All’orizzonte un nuovo accordo?
Come abbiamo avuto modo di dire precedentemente, il trattato Jcpoa non poteva durare molto con la nuova amministrazione Usa. Innanzitutto non eliminava i possibili ordigni atomici già costruiti né eliminava il plutonio già sintetizzato ed inoltre, fattore affatto secondario, non andava ad intaccare il programma missilistico di Teheran se non in modo del tutto marginale e mai effettivamente ratificato per quanto riguarda i test.
Le posizioni della Casa Bianca, con Trump, sono mutate radicalmente e si allineano alla visione di Israele che parimenti ha sempre visto con sospetto, se non con apprensione, all’accordo Jcpoa proprio per le stesse motivazioni. Pertanto si è delineato un asse Tel Aviv- Washington di contrasto all’Iran se pur da punti di vista differenti: da un lato Israele ha assunto una linea più dura rispetto al passato, andando a colpire le posizioni iraniane ovunque esse siano nei Paesi mediorientali, dall’altro gli Stati Uniti, se pur fermi nella loro risolutezza vero il nucleare iraniano, sembrano avere una linea più morbida per cercare di spingere Teheran ad un nuovo accordo anche giocando la carta dell’escalation militare nell’area del Golfo Persico.
Una posizione, quella americana, che sembra stia pagando: il segretario alla Difesa degli Stati Uniti Mark Esper ha dichiarato che l’Iran si sta avvicinando gradualmente alla possibilità di tenere nuovi colloqui. Washington, come riferisce l’Agi, ha proposto all’Iran di tenere un incontro tra i presidenti Donald Trump e Hassan Rohani a margine della 74esima Assemblea Generale delle Nazioni Unite il prossimo 25 settembre.
Durante una conferenza stampa alla Casa Bianca, Trump ha risposto in modo positivo alla domanda su un incontro con Rohani affermando che “tutto è possibile”, come riportato da Agenzia Nova oggi.

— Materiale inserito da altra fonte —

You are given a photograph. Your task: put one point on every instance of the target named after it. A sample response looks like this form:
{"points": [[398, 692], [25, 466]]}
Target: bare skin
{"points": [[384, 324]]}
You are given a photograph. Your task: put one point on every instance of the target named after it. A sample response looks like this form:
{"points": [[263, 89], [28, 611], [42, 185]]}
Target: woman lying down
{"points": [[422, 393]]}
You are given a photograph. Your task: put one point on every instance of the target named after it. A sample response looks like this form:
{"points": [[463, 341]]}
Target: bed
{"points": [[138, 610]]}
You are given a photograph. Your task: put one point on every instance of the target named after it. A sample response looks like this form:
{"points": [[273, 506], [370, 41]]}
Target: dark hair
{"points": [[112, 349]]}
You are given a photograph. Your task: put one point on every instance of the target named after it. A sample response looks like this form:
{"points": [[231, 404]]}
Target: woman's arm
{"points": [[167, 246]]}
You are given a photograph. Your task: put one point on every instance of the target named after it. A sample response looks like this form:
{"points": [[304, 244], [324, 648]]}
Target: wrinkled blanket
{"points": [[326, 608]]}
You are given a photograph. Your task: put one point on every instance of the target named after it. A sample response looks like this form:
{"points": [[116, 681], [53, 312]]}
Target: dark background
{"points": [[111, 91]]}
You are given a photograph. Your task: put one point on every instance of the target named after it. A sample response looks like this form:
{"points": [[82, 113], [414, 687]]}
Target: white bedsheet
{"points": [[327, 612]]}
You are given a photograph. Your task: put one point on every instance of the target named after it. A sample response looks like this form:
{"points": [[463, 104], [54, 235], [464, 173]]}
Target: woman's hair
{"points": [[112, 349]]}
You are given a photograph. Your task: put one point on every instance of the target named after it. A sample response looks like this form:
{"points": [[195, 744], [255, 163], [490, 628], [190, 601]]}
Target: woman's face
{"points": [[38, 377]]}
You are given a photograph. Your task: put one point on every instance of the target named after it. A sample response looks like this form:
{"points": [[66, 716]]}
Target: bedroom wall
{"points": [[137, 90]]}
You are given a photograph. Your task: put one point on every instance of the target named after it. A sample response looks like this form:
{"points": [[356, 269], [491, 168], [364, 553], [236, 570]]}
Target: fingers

La strategia americana di innalzare il livello dello scontro con l’Iran, quello che abbiamo chiamato la “carta coreana” per le sue analogie con la strategia messa in atto durante la recente crisi con la Corea del Nord che ha portato Pyongyang al tavolo delle trattative, sembra dare i frutti sperati: ora un nuovo accordo che prevederà l’eliminazione del potenziale nucleare e missilistico a raggio medio e intermedio dell’Iran sembra delinearsi all’orizzonte.
L’incognita, in questa strategia, è rappresentata da Israele: il governo di Netanyahu, che dovrà confrontarsi il 17 settembre con la seconda tornata elettorale per eleggere i rappresentati alla Knesset, potrebbe scegliere di avversare questa eventualità per mera propaganda elettorale essendo stato messo in discussione per la linea “troppo molle” tenuta nella gestione della sicurezza dei confini nord del Paese, quelli col Libano e con la Siria, Paesi dove la presenza militare iraniana si va via via sempre più attiva.